3 Fragen an... André Nicke

Welchen besonderen Herausforderungen muss sich ein Intendant während der Corona-Pandemie stellen? Wir haben dazu André Nicke, seit August 2019 Intendant der Uckermärkischen Bühnen Schwedt (ubs), befragt. Die ubs gehören zu den wichtigsten Kulturstandorten im Nordosten Brandenburgs und sind eines der beiden Brandenburgischen Landestheater.

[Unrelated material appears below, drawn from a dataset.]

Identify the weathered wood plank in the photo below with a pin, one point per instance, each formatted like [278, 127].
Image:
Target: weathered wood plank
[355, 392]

Was für ein Finale für eure Saison 2019/20! Pandemie-bedingt müsst ihr am 16. März die Einstellung des Spielbetriebs für die laufende Spielzeit verkünden und eure Sommer-Musical-Produktion „Die neuen Abenteuer des Baron Münchhausen“ in der Open-Air-Spielstätte wegen behördlich verbotener Probenmöglichkeiten um ein Jahr verschieben. Schließlich darfst du deinen treuen Mitarbeiterstamm auch noch in Kurzarbeit schicken. Bestimmt kein schöner Moment. Am 6. Juni haben die ubs als erstes Theater in Brandenburg den Vorstellungsbetrieb unter freiem Himmel wieder aufgenommen. Das nagt doch bestimmt ganz schön am Nervenkostüm des Intendanten. Wie ist dein Fazit der vergangenen, turbulenten Wochen?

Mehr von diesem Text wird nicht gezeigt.